Segundo Alice Saboia, lingüista especialista em ortografia portuguesa e professora de pós-graduação em lingüística da Universidade Federal de Mato Grosso (UFMT), a demora para a adoção deve-se ao atraso na homologação do acordo por parte dos países africanos. "Esses países têm problemas muito sérios para resolver e o acordo não ganha importância nesse ambiente", justifica. Além disso, ainda falta definição em alguns países sobre a manutenção da língua portuguesa como idioma oficial. "Moçambique dá sinais claros de que adotará a língua inglesa e utiliza até mesmo livros didáticos nesse idioma em suas escolas", comenta.

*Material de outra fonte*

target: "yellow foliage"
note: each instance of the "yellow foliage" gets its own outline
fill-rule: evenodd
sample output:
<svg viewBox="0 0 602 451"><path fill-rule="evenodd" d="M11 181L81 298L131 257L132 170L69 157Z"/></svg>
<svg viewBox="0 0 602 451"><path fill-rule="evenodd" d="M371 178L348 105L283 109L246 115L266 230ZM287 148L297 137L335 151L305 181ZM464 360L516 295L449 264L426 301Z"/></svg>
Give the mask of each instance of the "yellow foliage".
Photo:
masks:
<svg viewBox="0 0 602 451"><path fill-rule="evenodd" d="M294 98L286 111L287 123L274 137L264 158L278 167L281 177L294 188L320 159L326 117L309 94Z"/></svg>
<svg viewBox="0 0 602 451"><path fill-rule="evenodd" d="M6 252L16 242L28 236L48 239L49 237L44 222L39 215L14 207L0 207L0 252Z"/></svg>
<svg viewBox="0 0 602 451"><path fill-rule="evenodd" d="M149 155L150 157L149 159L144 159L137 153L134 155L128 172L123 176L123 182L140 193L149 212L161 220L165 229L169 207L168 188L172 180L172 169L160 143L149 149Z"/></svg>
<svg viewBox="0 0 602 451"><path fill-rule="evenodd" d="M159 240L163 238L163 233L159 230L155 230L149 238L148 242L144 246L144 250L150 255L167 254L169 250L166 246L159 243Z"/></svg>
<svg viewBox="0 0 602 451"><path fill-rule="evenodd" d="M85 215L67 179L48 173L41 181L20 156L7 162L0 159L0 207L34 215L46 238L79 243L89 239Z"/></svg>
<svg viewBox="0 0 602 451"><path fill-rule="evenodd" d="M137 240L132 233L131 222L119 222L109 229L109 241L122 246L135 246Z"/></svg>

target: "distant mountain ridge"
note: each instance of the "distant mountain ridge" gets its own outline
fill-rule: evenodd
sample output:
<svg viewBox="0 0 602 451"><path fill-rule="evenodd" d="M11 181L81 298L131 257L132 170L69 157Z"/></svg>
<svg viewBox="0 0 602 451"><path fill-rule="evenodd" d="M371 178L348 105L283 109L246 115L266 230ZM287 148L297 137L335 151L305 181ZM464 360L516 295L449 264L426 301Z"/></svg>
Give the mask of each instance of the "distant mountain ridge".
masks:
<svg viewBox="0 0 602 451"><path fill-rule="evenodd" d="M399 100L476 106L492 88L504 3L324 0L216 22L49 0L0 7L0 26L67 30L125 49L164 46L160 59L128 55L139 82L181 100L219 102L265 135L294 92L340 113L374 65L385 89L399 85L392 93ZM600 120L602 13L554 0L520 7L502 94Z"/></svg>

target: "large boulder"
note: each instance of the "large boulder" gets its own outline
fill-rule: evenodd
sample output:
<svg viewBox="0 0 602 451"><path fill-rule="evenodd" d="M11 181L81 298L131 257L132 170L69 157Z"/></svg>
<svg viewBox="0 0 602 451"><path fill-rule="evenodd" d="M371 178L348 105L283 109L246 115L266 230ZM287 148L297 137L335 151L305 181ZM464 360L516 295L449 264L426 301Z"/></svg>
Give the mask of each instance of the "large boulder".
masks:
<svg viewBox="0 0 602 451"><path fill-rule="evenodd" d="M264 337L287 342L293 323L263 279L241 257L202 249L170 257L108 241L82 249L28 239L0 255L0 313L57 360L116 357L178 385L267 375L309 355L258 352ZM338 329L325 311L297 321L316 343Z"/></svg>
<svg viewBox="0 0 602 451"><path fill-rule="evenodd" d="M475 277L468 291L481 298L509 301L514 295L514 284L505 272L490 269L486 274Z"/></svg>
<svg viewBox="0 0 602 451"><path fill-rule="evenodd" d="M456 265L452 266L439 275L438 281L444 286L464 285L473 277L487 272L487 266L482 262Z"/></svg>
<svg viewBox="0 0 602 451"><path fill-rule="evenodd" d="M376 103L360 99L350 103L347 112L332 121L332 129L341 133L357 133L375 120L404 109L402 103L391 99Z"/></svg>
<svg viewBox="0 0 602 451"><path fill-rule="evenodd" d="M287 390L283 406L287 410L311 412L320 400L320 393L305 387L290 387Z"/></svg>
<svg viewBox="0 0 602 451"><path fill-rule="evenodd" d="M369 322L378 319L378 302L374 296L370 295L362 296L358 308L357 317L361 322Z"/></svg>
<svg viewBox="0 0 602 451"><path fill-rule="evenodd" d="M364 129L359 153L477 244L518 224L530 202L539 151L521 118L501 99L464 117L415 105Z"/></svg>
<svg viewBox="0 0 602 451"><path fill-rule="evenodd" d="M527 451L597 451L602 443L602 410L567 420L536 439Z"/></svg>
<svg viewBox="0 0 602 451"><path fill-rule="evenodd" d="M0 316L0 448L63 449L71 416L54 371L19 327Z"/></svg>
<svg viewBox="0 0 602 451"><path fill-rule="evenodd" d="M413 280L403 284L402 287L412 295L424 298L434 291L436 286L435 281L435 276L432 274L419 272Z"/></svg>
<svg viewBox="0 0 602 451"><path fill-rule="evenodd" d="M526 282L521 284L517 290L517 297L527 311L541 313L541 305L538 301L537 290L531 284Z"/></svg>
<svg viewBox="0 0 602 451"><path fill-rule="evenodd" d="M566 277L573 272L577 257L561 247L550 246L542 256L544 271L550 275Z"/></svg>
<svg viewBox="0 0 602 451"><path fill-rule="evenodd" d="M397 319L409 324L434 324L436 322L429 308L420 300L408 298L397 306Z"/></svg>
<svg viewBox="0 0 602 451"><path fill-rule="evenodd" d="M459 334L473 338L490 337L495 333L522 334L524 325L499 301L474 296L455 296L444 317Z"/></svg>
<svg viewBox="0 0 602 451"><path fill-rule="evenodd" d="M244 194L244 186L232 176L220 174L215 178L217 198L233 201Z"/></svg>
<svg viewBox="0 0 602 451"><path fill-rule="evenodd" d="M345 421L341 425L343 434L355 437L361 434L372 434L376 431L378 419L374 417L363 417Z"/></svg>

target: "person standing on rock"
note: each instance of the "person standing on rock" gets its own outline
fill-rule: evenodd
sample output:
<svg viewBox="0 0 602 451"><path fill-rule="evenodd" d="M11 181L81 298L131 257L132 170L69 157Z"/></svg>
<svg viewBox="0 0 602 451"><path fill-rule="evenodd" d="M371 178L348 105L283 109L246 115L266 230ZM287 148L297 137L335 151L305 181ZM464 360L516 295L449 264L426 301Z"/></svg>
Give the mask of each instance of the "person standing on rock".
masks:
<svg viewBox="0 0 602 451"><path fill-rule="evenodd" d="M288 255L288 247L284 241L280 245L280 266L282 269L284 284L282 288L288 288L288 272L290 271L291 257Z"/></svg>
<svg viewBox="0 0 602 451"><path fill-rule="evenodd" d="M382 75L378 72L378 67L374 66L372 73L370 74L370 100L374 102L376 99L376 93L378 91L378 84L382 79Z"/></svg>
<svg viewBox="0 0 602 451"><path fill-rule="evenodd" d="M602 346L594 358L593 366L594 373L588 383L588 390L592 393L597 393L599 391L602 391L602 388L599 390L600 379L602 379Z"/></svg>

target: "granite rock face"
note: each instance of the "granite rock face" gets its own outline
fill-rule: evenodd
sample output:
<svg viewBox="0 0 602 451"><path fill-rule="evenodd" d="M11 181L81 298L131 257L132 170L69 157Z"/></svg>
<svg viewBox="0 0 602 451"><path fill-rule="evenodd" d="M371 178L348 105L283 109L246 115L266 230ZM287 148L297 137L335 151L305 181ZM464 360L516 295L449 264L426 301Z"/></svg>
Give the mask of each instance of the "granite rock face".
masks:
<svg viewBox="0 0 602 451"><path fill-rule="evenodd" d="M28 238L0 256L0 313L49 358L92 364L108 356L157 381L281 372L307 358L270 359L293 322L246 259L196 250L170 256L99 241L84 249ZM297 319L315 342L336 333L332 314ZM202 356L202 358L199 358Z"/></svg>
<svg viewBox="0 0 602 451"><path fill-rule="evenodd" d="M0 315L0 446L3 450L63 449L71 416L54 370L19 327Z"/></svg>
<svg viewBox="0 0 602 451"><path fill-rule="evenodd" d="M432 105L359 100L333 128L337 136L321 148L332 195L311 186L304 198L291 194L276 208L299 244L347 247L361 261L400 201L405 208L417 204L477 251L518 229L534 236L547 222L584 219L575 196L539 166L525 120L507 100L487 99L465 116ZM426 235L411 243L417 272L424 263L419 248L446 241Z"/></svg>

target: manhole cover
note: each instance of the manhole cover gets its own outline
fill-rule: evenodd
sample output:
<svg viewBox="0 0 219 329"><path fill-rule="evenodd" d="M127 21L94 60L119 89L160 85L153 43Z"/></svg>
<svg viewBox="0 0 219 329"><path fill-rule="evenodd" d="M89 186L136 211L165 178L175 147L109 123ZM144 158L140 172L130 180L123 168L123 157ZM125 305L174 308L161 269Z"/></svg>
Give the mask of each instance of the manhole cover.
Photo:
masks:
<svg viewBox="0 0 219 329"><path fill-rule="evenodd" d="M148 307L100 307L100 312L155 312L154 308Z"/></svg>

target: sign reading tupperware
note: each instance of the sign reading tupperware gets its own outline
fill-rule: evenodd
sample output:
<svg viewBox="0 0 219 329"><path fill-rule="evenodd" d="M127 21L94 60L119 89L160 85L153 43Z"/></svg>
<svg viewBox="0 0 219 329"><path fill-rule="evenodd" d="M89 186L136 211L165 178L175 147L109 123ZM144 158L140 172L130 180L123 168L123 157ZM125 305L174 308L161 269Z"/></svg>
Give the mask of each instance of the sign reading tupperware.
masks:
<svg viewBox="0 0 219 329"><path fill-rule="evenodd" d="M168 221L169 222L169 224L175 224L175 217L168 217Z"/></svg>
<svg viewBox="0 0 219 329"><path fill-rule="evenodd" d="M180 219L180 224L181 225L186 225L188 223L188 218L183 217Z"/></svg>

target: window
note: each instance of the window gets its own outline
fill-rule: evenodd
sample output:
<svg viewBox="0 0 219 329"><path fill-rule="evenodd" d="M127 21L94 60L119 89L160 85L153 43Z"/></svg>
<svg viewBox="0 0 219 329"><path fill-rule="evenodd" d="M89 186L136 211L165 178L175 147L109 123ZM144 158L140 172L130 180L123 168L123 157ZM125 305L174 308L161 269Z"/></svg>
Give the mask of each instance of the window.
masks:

Atualmente, o mercado comum português é estimado pela CPLP em 220 ou 230 milhões de pessoas, somando as populações dos países que integram a comunidade. Mas o número de falantes de língua portuguesa é divergente entre os especialistas. Dallari, da PUC, esclarece que apenas as populações do Brasil (186,7 milhões) e de Portugal (10,7 milhões) podem ser consideradas na totalidade. "Nos demais países, podemos adotar uma média de 10% de falantes de língua portuguesa, o que resultaria em um mercado externo de cerca de 3,5 milhões de pessoas", calcula.

Por causa da concentração e da relação entre os países lusófonos, Xavier admite que no Brasil e, até mesmo, em Portugal muitas pessoas não vêem o acordo com simpatia. É o caso de Armando Antongini, diretor-executivo da Câmara Brasileira do Livro (CBL), que critica a reforma e alega que a homologação do acordo pelo Brasil não passou de um arroubo diplomático. Não houve, na opinião dele, nenhuma discussão sobre o impacto no mercado editorial.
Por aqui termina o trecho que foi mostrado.